His work has featured public performance art treks through rural and urban cities in the United States including Chicago, Illinois; Detroit, Michigan; Austin, Texas; Houston, Texas; St. Louis, Missouri; Cincinnati, Ohio; Cleveland, Ohio; San Antonio, Texas; Dallas, Texas; Pittsburg, Kansas and New York state, as well as performances in Japan, Italy and Finland.

In 2009 he worked as an artist in residence at the open air museum Ateljé Stundars in Vaasa, Finland. He worked in the studio as a resident artist at Sculpture Space in Utica, New York in 2010 as well as at Albion College in Albion, Michigan. In 2010, he exhibited in a survey of international artists in residence at the Fondazione Arnaldo Pomodoro in Milan. In 2013 he worked as a SWAP resident at SPACES in Cleveland, Ohio.

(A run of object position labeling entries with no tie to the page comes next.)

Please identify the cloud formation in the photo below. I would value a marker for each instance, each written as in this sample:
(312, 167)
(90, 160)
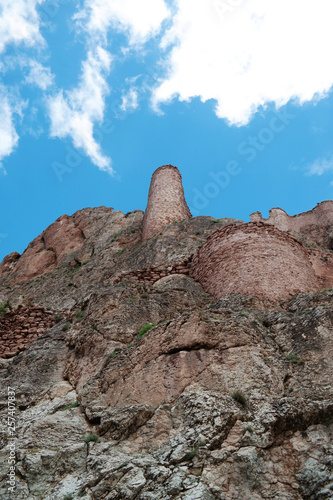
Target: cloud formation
(19, 23)
(39, 75)
(245, 54)
(321, 166)
(75, 112)
(8, 134)
(139, 20)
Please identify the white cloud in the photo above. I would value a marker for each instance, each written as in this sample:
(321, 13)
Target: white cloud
(8, 134)
(320, 166)
(259, 52)
(130, 100)
(75, 112)
(139, 19)
(19, 23)
(39, 75)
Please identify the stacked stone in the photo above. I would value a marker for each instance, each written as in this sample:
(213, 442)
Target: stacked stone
(20, 327)
(166, 201)
(150, 275)
(254, 259)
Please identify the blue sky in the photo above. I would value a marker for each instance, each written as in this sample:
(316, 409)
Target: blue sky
(96, 94)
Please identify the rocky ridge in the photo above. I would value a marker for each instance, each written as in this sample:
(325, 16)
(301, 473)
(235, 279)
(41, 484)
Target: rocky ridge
(146, 387)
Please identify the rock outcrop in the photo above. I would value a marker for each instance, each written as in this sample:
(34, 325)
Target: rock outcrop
(126, 378)
(316, 224)
(166, 201)
(256, 259)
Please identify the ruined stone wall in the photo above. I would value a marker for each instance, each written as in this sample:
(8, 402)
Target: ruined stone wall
(313, 223)
(166, 201)
(254, 259)
(149, 276)
(20, 327)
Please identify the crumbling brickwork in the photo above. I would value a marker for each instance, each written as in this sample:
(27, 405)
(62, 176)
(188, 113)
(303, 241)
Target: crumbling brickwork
(316, 223)
(166, 201)
(149, 276)
(20, 327)
(254, 259)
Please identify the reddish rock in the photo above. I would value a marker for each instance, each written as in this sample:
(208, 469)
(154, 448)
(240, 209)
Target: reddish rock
(254, 259)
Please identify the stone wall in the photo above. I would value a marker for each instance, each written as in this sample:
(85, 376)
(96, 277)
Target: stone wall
(149, 276)
(20, 327)
(254, 259)
(314, 223)
(166, 201)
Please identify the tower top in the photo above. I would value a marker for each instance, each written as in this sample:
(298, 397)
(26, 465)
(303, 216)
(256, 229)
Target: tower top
(166, 201)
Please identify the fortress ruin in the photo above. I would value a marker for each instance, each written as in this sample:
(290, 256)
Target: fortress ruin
(166, 201)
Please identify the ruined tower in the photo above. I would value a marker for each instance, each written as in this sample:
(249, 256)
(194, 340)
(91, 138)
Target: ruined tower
(166, 201)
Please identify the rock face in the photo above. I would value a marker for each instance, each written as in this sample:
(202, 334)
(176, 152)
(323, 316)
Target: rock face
(166, 201)
(315, 224)
(139, 384)
(255, 259)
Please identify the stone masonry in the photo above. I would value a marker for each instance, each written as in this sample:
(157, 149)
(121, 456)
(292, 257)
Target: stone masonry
(166, 201)
(20, 327)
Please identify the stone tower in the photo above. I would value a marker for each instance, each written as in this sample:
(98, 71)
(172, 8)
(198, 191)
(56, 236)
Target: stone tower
(166, 201)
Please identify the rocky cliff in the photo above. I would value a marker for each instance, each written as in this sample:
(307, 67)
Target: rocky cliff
(126, 379)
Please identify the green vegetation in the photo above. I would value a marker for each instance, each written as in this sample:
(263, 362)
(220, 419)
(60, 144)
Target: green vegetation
(66, 326)
(240, 397)
(4, 306)
(90, 437)
(73, 405)
(295, 359)
(145, 329)
(114, 237)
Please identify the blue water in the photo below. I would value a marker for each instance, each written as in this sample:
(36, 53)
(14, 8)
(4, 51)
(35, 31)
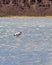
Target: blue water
(33, 47)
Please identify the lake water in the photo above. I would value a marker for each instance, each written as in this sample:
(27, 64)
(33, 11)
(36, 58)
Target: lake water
(33, 47)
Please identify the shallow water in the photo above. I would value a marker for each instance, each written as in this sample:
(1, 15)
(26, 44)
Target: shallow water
(33, 47)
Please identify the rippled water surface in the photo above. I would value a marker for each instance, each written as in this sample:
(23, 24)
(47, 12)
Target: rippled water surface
(33, 47)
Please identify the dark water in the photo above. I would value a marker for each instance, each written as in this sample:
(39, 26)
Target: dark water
(33, 47)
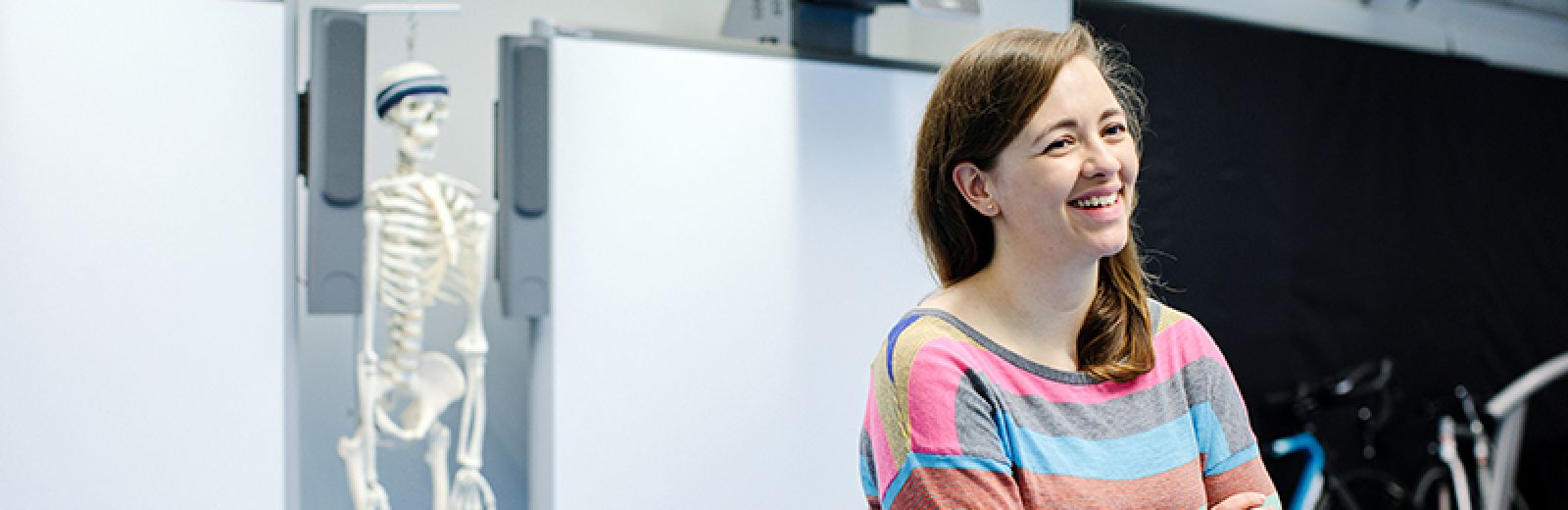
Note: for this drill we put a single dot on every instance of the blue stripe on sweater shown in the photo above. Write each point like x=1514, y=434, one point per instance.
x=1145, y=454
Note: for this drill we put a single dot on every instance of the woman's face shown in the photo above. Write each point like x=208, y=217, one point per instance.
x=1063, y=185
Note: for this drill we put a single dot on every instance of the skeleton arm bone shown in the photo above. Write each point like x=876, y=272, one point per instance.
x=469, y=486
x=360, y=451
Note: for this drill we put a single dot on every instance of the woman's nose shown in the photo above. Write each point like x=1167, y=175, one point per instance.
x=1098, y=162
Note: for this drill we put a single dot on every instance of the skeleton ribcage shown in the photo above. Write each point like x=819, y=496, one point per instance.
x=425, y=258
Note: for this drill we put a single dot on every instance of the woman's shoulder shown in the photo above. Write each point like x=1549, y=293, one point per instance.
x=922, y=327
x=927, y=336
x=1180, y=333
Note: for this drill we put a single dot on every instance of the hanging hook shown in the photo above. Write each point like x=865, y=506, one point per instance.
x=413, y=28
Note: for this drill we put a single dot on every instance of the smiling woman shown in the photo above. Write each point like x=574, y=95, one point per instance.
x=1042, y=376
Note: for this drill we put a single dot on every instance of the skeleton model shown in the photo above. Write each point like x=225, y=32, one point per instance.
x=423, y=242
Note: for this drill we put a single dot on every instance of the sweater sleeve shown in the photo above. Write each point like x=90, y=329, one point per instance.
x=1233, y=462
x=930, y=435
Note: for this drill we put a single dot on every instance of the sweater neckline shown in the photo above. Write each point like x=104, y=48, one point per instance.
x=1066, y=377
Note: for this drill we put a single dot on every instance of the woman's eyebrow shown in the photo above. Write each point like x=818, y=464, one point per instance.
x=1058, y=125
x=1071, y=123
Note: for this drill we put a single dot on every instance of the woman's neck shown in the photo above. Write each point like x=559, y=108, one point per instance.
x=1032, y=305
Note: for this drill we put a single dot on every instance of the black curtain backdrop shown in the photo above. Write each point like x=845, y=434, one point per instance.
x=1319, y=203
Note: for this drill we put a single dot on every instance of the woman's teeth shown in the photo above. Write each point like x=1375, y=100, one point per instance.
x=1095, y=203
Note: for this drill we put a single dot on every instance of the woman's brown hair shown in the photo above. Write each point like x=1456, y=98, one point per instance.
x=982, y=101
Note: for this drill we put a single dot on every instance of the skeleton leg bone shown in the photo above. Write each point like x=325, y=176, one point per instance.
x=436, y=457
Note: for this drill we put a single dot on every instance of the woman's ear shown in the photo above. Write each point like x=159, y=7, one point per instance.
x=976, y=187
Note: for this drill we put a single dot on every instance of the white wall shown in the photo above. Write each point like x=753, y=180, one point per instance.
x=731, y=242
x=141, y=258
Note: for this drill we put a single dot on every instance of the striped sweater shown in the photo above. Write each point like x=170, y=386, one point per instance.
x=956, y=421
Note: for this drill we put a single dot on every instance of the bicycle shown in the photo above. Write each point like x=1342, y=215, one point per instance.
x=1308, y=402
x=1496, y=459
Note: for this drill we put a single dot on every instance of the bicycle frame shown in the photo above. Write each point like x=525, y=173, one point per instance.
x=1309, y=490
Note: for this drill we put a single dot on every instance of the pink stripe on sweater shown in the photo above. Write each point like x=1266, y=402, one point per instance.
x=1175, y=347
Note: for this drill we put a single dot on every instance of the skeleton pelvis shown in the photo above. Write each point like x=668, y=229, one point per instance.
x=433, y=386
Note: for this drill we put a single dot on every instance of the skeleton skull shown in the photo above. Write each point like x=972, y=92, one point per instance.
x=413, y=98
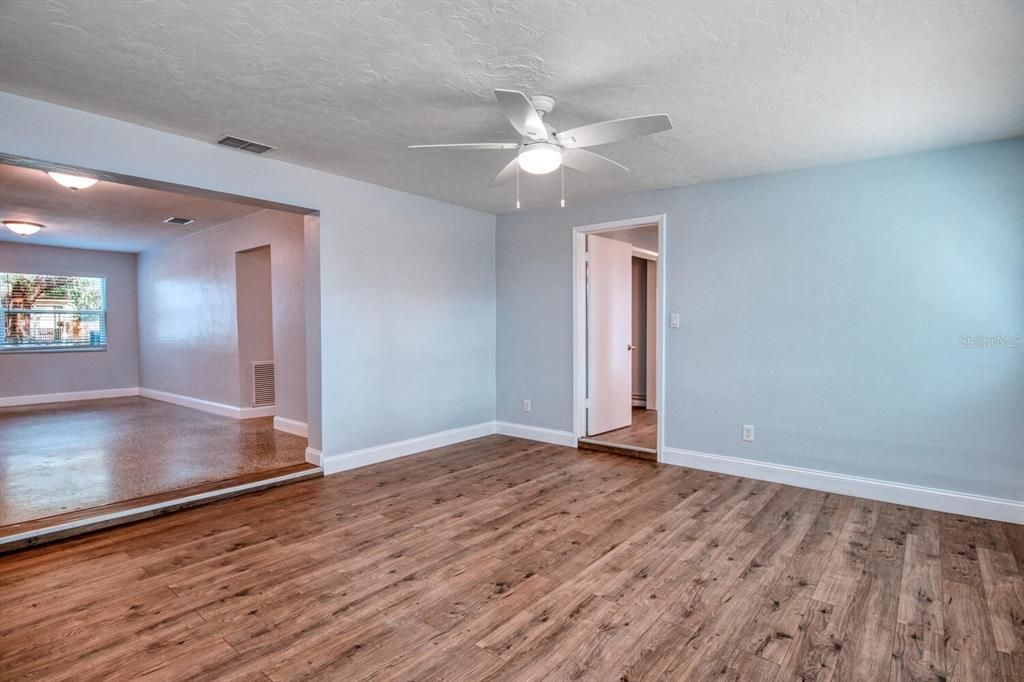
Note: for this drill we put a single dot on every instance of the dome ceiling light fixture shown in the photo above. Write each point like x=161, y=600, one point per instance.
x=74, y=182
x=542, y=150
x=23, y=227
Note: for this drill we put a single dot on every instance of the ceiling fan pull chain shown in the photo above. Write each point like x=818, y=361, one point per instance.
x=563, y=185
x=517, y=182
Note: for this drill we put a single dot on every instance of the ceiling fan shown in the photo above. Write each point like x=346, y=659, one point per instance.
x=543, y=150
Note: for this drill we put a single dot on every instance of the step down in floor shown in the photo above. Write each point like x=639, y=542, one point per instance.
x=637, y=452
x=39, y=531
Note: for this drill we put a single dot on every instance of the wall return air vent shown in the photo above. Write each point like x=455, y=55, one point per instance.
x=245, y=144
x=263, y=389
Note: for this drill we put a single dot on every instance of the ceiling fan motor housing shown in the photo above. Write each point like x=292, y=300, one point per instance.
x=543, y=103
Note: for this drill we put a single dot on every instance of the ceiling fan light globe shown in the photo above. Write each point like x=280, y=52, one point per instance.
x=541, y=158
x=73, y=181
x=22, y=227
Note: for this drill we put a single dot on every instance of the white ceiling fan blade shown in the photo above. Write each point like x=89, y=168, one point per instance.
x=592, y=164
x=521, y=114
x=507, y=174
x=613, y=131
x=468, y=145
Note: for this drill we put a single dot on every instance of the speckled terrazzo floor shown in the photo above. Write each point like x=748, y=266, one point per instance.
x=70, y=456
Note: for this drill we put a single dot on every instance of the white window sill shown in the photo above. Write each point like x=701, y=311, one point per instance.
x=51, y=349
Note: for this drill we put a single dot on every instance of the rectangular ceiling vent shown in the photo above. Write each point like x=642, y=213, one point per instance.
x=263, y=384
x=245, y=144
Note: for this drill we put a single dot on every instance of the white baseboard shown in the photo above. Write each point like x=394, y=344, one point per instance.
x=291, y=426
x=553, y=436
x=205, y=406
x=40, y=398
x=903, y=494
x=360, y=458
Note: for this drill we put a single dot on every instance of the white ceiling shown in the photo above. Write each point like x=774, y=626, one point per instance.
x=108, y=216
x=751, y=86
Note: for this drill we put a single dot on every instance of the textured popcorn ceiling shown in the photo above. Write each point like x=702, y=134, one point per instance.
x=751, y=86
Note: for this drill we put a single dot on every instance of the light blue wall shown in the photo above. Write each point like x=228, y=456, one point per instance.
x=824, y=306
x=407, y=283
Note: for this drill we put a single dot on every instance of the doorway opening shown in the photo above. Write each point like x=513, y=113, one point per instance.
x=617, y=336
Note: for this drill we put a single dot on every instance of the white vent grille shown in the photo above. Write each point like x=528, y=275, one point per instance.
x=262, y=384
x=245, y=144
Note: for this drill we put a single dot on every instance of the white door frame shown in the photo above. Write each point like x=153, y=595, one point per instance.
x=580, y=317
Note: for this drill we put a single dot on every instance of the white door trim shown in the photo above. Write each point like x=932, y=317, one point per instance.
x=580, y=320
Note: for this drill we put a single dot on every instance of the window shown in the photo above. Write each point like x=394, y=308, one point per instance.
x=52, y=312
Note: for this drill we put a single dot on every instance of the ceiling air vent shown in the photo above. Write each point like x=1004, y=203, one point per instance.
x=245, y=144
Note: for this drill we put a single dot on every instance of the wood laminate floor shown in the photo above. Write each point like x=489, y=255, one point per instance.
x=67, y=457
x=504, y=559
x=642, y=432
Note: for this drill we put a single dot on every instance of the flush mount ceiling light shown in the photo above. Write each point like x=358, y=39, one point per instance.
x=540, y=158
x=73, y=181
x=23, y=228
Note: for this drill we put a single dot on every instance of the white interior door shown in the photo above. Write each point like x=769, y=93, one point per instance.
x=609, y=331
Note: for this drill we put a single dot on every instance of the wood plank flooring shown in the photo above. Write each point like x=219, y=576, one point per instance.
x=505, y=559
x=67, y=457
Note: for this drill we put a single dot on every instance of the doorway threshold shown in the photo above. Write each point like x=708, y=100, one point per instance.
x=637, y=452
x=38, y=531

In 2014 Kuehnle was one of 102 artists included in the national survey exhibition State of the Art: Discovering American Art Now at the Crystal Bridges Museum of American Art. In 2016 he exhibited his first solo museum show Jimmy Kuehnle: Tongue in Cheek at the Hudson River Museum that included inflatable suits and site-specific illuminated inflatable sculptures. In 2016 he had a solo exhibition at the Akron Art Museum titled Wiggle, Giggle, Jiggle.

== Awards ==
In 2015, he received a Creative Workforce Fellowship from the Community Partnership for Arts and Culture.